NEU-DELHI – Asien befindet sich in einem Übergangsstadium und während sich ein Ungleichgewicht der Kräfte zusammenbraut, ist die Investition in institutionelle Zusammenarbeit zur Verstärkung der strategischen Stabilität in der Region zwingend notwendig geworden. Schließlich entwickelt sich Asien nicht nur zum Dreh- und Angelpunkt der globalen geopolitischen Veränderung, sondern die Problematik in Asien spielt ebenso in internationale strategische Herausforderungen hinein.

Die sich wandelnde Dynamik der Macht in Asien spiegelt sich in Chinas zunehmend durchsetzungsstarker Außenpolitik wider, in der Forderung der neuen japanischen Regierung nach einer „gleichberechtigten“ Beziehung zu den Vereinigten Staaten und in der sich zuspitzenden Rivalität zwischen China und Indien, die zu erneuten Spannungen im Himalaya-Grenzgebiet geführt hat.  

All das wirft ein Schlaglicht auf Amerikas eigene Herausforderungen, die durch seine schwindende globale wirtschaftliche Überlegenheit und die Verwicklung in zwei Kriege in Übersee erschwert werden. Derartige Herausforderungen zwingen zu einer vermehrten Zusammenarbeit zwischen den USA und China, um zu gewährleisten, dass die erheblichen Kapitalzuflüsse aus China nicht abebben und um sich die chinesische Unterstützung in schwierigen Fragen zu sichern, angefangen bei Nordkorea und Burma über Pakistan und Iran.

Doch gerade als sich Amerikas Asienpolitik mit China in der Hauptrolle bemerkbar machte, ließ Japan die USA wissen, dass es nicht für immer ein treuer Diener der amerikanischen Politik bleiben kann.
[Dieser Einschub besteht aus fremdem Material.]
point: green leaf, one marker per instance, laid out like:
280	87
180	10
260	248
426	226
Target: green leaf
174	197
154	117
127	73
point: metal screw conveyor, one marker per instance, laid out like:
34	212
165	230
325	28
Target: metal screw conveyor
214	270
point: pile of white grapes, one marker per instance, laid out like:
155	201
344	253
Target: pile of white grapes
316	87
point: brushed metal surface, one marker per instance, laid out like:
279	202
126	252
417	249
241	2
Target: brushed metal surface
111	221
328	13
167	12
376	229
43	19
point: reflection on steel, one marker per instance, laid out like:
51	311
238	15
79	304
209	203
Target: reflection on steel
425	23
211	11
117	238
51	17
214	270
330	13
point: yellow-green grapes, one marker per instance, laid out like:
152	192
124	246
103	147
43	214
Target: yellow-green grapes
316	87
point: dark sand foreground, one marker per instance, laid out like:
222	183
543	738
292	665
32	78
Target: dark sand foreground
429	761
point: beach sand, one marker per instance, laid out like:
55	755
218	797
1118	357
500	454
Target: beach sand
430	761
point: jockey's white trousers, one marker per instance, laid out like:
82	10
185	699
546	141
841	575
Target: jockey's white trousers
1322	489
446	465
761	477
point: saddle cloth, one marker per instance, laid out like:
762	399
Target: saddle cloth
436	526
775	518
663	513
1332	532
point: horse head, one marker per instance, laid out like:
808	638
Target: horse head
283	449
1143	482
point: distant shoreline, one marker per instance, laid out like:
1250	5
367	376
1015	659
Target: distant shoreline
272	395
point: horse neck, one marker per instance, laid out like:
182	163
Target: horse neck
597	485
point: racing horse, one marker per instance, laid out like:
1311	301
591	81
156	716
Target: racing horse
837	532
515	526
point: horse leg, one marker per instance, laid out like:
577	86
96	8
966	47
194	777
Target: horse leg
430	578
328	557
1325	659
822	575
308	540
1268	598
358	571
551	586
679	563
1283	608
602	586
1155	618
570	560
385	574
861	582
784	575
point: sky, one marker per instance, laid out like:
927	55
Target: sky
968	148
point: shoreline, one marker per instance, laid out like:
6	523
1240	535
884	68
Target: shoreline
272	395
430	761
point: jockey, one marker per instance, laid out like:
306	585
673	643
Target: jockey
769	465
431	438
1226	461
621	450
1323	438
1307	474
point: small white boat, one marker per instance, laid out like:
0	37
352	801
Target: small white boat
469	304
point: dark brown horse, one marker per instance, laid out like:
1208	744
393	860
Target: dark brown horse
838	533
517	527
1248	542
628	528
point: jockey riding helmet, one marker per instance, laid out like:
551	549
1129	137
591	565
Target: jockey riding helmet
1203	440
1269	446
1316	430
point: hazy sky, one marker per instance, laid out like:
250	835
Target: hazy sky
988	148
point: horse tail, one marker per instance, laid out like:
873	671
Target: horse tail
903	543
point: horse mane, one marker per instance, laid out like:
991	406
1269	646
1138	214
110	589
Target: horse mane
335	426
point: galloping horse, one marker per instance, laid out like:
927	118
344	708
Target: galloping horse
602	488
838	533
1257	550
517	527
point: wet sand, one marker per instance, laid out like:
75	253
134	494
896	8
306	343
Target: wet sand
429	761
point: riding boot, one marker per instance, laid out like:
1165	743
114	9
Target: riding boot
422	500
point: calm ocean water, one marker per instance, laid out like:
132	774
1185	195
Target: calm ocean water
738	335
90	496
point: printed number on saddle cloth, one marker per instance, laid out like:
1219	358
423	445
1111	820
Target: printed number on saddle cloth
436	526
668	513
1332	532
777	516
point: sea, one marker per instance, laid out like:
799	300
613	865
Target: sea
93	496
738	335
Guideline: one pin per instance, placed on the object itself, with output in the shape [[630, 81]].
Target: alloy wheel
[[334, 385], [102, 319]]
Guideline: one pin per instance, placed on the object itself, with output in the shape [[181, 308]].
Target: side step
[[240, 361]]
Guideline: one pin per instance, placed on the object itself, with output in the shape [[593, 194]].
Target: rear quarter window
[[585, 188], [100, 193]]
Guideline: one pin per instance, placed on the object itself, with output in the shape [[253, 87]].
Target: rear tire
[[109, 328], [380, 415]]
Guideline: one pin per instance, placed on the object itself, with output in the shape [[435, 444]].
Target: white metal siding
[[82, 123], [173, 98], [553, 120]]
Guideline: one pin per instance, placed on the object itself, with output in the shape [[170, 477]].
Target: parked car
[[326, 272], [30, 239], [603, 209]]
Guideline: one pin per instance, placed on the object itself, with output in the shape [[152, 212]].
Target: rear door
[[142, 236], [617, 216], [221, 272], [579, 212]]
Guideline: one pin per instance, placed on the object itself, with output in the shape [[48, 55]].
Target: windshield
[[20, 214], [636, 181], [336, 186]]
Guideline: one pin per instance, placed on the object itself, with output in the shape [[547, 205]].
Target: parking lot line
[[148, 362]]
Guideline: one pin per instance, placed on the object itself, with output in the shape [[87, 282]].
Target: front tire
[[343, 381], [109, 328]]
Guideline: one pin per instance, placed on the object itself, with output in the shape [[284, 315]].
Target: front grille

Die Regierung von Ministerpräsident Yukio Hatoyama strebt eine Neuausrichtung der Außenpolitik und eine Überarbeitung eines Abkommens aus dem Jahr 2006 über die Stationierung von US-Soldaten auf Okinawa an. Sie verkündete zudem, dass die seit acht Jahren währende Unterstützung des von den USA geführten Krieges in Afghanistan durch die Versorgung mit Treibstoff im Indischen Ozean eingestellt wird.